In addressing this issue, a new line of inspirational dolls is set for release this year. Leading the way are NASA mathematician Katherine Johnson, pilot Amelia Earhart, Wonder Woman director Patty Jenkins, and artist Frida Kahlo. While for many it’s an important celebration of inclusion, others see it as insulting to the women honoured, particularly to Frida Kahlo.
Kahlo’s great-niece Mara de Anda Romeo claims that Mattel doesn’t have the rights to use Frida’s image. Her main point of contention is how the doll looks. The toy’s slim, model-esque appearance seems to de-emphasize Frida’s trademark eyebrow(s) and doesn’t accurately depict the artist’s vibrant wardrobe.
Mattel’s “Role Models” series claims to pay tribute to “courageous women who took risks, changed rules, and paved the way for generations of girls to dream bigger than ever before.” However, in using the same body figure for every one of their dolls, especially in the Inspiring Women series, Mattel reinforces a negative stigma when it comes to the idealization of the female body. Frida Kahlo was unique in both her appearance and her achievements, and by honouring her in this manner Mattel misses the point of what Frida represents for young girls.
The vocal outrage expanded to Hollywood. Salma Hayek, who was nominated for an Academy Award for her portrayal of the artist in 2002’s Frida and also produced the film, spoke out through Instagram. “#FridaKahlo never tried to be or look like anyone else. She celebrated her uniqueness. How could they turn her into a Barbie[?]” Having a 10-year-old daughter of her own, Hayek understands the importance of girls having a positive body image.
The reality of Frida Kahlo’s appearance is that she had facial hair and sometimes used a wheelchair due to a combination of her polio and having suffered a serious car accident in her youth. To see her standing tall, well-groomed and with an hour-glass figure is not only jarring but, to many, a harmful message for young girls.
Despite Mara de Anda Romeo’s claims, Mattel seems to have the legalities in check.
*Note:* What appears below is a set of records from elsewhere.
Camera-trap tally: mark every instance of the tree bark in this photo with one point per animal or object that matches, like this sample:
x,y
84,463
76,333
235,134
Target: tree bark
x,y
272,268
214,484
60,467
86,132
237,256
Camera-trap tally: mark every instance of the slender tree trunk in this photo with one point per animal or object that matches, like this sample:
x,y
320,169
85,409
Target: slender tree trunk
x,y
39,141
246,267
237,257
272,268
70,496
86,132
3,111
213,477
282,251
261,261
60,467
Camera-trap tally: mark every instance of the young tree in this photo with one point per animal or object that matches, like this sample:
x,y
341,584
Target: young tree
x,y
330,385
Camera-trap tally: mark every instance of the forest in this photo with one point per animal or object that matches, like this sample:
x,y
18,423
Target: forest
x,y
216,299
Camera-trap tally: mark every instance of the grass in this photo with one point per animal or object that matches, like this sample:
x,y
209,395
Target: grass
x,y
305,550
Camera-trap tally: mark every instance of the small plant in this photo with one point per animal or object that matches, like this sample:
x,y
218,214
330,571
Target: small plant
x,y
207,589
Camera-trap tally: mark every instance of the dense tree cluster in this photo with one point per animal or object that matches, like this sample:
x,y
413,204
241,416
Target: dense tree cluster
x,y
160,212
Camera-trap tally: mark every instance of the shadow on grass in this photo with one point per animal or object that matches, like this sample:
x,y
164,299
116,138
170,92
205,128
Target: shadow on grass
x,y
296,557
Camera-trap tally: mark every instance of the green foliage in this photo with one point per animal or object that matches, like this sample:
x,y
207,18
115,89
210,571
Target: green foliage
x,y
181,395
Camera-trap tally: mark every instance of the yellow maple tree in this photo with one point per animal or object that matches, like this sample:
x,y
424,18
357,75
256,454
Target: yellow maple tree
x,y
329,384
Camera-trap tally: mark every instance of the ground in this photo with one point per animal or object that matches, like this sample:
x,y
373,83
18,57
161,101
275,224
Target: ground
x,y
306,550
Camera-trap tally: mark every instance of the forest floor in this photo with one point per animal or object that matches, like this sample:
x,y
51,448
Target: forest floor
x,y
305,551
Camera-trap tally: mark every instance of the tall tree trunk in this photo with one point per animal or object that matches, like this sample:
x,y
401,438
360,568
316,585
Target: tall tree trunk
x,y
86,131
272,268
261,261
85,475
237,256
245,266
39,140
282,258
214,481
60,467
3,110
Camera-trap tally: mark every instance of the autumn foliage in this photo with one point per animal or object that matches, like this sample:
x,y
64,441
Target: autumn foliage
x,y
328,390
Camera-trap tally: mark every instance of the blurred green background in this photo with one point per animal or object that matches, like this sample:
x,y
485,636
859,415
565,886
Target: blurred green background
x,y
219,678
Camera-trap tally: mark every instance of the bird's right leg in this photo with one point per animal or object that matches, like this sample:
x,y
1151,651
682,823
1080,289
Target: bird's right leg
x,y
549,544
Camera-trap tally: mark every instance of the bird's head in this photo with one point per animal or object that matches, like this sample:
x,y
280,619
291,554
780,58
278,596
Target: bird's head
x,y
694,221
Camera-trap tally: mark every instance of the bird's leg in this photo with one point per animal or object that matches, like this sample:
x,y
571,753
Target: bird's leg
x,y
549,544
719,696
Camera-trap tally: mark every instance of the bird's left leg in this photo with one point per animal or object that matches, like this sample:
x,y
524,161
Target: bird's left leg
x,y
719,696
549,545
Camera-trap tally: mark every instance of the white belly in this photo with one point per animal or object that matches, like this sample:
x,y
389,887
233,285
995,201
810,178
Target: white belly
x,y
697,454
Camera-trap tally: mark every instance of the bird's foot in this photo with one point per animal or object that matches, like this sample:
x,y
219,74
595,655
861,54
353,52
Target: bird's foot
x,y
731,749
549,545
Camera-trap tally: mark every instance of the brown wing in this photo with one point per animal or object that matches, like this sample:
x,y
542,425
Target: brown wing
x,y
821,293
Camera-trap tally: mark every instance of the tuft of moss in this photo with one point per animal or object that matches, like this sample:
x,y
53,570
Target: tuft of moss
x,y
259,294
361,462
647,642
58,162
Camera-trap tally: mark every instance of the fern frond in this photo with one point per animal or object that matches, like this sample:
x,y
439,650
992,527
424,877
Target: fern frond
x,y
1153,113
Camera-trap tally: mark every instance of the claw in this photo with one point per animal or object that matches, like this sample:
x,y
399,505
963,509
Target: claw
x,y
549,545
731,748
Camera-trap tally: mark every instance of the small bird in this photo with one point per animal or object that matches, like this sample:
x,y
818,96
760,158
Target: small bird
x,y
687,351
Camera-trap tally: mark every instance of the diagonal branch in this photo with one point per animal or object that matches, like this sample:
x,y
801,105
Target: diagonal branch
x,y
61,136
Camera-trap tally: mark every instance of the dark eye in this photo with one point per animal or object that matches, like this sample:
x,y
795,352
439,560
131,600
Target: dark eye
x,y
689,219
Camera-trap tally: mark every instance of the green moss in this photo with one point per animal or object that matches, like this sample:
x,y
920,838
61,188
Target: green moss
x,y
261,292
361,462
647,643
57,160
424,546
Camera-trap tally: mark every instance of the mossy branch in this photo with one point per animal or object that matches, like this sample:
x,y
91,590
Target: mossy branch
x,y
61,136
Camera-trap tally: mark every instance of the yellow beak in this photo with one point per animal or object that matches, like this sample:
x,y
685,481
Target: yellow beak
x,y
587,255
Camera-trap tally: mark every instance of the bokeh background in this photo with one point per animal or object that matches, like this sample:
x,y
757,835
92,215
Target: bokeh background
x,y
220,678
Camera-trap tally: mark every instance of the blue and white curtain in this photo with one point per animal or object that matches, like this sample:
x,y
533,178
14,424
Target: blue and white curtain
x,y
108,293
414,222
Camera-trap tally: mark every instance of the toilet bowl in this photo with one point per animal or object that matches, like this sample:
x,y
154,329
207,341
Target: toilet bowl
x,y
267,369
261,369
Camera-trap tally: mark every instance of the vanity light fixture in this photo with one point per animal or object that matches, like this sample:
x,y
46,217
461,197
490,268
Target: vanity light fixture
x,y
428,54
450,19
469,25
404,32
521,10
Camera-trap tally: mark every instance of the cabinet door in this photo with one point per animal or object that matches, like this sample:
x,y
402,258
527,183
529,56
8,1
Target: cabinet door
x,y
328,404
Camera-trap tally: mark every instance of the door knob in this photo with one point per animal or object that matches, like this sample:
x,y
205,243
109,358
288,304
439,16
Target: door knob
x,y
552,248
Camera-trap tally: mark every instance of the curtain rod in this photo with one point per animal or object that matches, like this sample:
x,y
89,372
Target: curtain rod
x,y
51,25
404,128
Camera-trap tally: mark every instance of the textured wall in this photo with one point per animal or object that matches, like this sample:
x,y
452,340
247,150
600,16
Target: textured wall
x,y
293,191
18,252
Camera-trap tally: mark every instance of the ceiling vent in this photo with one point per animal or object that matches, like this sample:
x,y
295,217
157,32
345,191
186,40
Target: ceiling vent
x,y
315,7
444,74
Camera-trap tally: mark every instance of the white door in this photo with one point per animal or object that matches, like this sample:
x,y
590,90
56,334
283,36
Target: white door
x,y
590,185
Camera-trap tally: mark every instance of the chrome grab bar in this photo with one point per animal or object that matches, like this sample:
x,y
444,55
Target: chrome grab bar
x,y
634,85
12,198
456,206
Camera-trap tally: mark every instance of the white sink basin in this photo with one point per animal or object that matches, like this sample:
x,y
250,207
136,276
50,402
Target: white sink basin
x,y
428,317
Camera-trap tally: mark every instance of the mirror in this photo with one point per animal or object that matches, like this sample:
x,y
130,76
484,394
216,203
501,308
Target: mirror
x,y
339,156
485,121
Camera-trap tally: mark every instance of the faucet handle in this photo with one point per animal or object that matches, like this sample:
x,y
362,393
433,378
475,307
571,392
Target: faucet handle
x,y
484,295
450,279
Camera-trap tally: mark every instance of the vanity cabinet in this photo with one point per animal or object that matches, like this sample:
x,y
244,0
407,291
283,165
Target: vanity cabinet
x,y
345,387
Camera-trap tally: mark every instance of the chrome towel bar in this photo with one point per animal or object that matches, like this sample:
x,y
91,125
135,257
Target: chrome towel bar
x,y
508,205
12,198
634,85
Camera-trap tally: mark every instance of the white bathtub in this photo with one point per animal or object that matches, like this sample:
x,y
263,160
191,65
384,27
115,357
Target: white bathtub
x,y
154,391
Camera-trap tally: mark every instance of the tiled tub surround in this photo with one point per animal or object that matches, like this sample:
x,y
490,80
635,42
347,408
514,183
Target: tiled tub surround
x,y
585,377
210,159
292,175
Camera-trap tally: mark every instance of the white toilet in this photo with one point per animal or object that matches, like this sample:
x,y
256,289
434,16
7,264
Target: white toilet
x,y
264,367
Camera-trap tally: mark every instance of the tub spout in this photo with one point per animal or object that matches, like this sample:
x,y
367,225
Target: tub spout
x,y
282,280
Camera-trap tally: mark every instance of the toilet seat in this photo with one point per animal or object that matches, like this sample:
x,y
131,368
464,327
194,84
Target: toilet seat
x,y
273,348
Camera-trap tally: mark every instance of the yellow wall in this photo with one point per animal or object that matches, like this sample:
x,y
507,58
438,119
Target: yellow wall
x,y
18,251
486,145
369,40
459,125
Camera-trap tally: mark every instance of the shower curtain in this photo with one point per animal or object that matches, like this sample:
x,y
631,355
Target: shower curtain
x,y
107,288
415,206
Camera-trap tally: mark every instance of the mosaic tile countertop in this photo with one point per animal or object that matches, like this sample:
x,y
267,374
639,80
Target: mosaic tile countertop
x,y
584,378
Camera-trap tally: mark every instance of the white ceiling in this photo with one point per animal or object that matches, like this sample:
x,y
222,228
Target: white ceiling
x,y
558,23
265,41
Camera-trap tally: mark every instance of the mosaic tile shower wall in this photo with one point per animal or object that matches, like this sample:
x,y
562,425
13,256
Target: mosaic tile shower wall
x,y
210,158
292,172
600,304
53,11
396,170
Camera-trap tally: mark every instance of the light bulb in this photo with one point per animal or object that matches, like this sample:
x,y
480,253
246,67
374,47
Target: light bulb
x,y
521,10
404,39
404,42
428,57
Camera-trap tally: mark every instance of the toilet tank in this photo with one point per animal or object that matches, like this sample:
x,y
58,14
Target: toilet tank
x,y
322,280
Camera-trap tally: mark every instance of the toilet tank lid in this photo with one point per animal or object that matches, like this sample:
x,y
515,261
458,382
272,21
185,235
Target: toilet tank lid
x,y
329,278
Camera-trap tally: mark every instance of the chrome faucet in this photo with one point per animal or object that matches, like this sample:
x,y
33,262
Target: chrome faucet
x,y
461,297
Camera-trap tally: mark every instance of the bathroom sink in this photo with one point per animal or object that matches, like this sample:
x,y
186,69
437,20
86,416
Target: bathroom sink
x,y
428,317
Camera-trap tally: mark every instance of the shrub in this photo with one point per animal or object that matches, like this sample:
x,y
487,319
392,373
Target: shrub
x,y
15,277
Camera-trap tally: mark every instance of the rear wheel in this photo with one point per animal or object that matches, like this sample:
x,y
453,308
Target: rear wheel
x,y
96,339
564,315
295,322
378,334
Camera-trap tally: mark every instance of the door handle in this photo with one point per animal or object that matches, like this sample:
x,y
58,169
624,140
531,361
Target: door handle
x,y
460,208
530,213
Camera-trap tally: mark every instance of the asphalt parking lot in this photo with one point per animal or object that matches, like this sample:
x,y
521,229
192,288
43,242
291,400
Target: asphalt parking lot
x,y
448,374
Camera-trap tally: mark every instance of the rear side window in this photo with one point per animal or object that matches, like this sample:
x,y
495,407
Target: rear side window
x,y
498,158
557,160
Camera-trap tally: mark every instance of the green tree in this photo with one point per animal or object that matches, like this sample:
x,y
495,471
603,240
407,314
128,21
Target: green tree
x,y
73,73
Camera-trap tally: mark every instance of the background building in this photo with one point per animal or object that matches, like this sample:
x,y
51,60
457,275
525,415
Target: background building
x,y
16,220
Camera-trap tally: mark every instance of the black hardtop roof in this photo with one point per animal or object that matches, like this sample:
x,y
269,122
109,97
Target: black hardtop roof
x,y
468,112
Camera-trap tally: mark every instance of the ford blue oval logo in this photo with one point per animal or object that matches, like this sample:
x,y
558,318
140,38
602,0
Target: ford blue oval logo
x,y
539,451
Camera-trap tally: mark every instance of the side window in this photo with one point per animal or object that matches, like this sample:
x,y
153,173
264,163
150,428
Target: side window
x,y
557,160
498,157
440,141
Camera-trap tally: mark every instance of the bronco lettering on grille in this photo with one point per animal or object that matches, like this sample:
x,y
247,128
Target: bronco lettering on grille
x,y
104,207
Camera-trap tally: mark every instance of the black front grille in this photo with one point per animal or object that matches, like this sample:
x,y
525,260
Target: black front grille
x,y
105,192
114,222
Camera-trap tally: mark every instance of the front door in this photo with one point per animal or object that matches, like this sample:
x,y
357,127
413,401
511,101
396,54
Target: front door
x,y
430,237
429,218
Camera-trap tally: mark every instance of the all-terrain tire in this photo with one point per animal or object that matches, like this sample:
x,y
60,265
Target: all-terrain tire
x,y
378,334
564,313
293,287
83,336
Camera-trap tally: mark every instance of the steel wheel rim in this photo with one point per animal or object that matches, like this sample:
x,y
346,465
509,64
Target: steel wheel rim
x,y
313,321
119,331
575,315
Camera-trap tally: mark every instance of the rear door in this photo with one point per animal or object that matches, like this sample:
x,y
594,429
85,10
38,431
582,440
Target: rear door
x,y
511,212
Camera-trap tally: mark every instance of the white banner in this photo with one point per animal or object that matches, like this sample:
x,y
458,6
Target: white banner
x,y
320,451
They are working alongside the Frida Kahlo Corp., which claims to have the support of the Kahlo family. The corporation even released a statement saying: “[The corporation] celebrates the ideological contributions of Frida Kahlo which have transcended the borders of art and which will influence new generations as a world icon through the Frida Kahlo Barbie, which conserves the essence of Barbie and the legacy of Frida Kahlo.”
Despite the objection, the Frida Barbie is already available for pre-order through Walmart. As a communist during her life, it wouldn’t be difficult to guess what Frida would think of this. But aesthetically, she didn’t change to fit models of beauty, so it’s a curious move for Mattel to force that change on her.